These vacuum cleaners did not have filters.
Homeowners in the US were shocked after their Chinese-made robot vacuums were hijacked and rewired to bombard them with racial slurs.
A racist hacking attack affected the Ecovacs Deebot X2, a brand manufactured in China, in several American cities. ABC News Australia.
Daniel Swenson, a Minnesota attorney, said he was watching TV in May when his robot vacuum initially started making noises that sounded like “a radio signal or something cutting out.”
“I probably heard snippets of voices,” recalled a litigator who discovered on the vacuum cleaner's app that a stranger had commandeered the automatic soot sucker's live camera feed and remote control capabilities.

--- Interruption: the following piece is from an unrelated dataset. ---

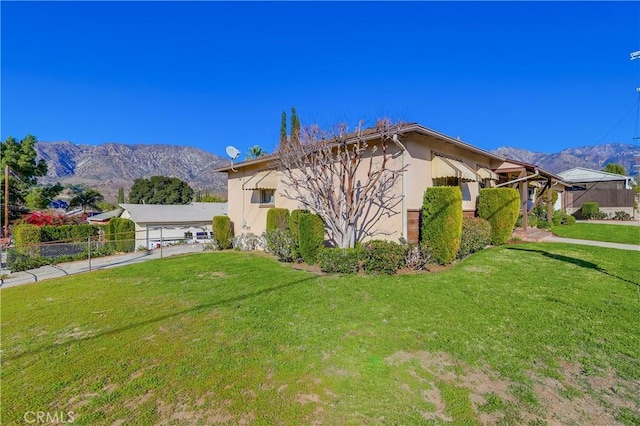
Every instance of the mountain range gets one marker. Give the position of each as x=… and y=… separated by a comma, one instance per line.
x=594, y=157
x=111, y=166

At first, Swenson thought it was a glitch, reset his password, restarted the Deebot, and sat down with his wife and 13-year-old son.

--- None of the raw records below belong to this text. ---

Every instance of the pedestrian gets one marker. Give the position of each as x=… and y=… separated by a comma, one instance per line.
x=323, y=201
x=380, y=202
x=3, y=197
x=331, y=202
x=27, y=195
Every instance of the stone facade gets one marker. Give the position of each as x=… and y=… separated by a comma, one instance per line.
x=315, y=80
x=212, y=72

Then, just like in a horror movie, the cybernetic cleaner began to move, unleashing a flurry of obscenities.
ABC reported that the man repeatedly yelled the “fk” followed by the “n” word in front of his family.

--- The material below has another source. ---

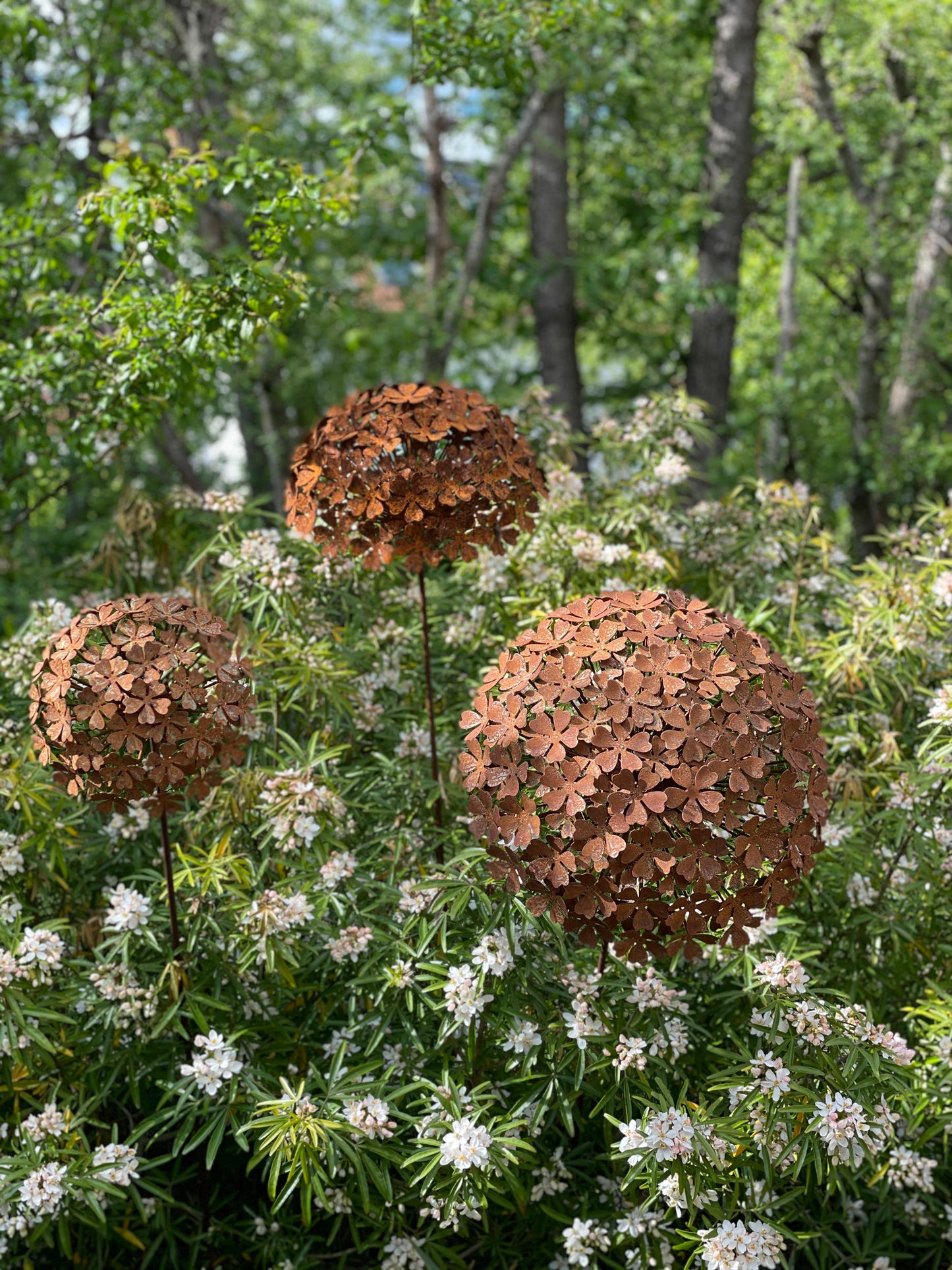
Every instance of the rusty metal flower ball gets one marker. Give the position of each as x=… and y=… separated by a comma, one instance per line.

Although certainly unpleasant, Swenson said he was ultimately grateful because Deebot's rant allowed him to quickly deduce that there had been a breach.
The incident raised concerns that hackers were quietly monitoring him and his family through a Dart Terminator located on the same floor as the master bathroom.
“Our youngest kids shower there,” Swenson said. “I just thought about my kids or myself getting caught up in that without clothes on.”
The Minnesotan then took the Dustbuster back to his garage and never turned it on again.
Unfortunately, Swenson's Deebots weren't the only unit to run amok.
Around the same time, an Ecovacs bot in El Paso, Texas, started yelling racial epithets at its owner in the middle of the night and was eventually suspended.
Meanwhile, another depraved model chased her Los Angeles family's dog around the house like in a dystopian sci-fi thriller.
You can be thankful your furry friend wasn't grabbed by the droids, as was the case with another unlucky dog who had to be rescued by the police.
ABC News
It is unclear how many devices were affected or who the perpetrators were. But Swenson suspects the harassers were prank teens, judging by the bot's voice.
He complained to Ecovacs about the intrusion, and an investigation revealed that the hacker likely took control of Deebot's camera, microphone, and movement controls, bypassing Ecovacs' security measures. ABC reported.
The weak link is the four-digit PIN, which can only be vetted by an app and not a server or robot, allowing anyone with technical expertise to circumvent this safeguard.
An Ecovacs spokesperson said the flaw has since been fixed and the company promised to upgrade the X2 in November.
Nevertheless, this breach shows how easy it is for bad actors to obtain data in our technology-saturated society.
Two years ago, it was discovered that the servers that control hospital robots had major flaws in their security coding, leaving them vulnerable to exploitation by cybercriminals.
Even gadgets designed to keep us safe aren't necessarily safe.
In 2019, an Alabama man sued surveillance camera company Ring, claiming that something creepy took control of his device and toyed with his children.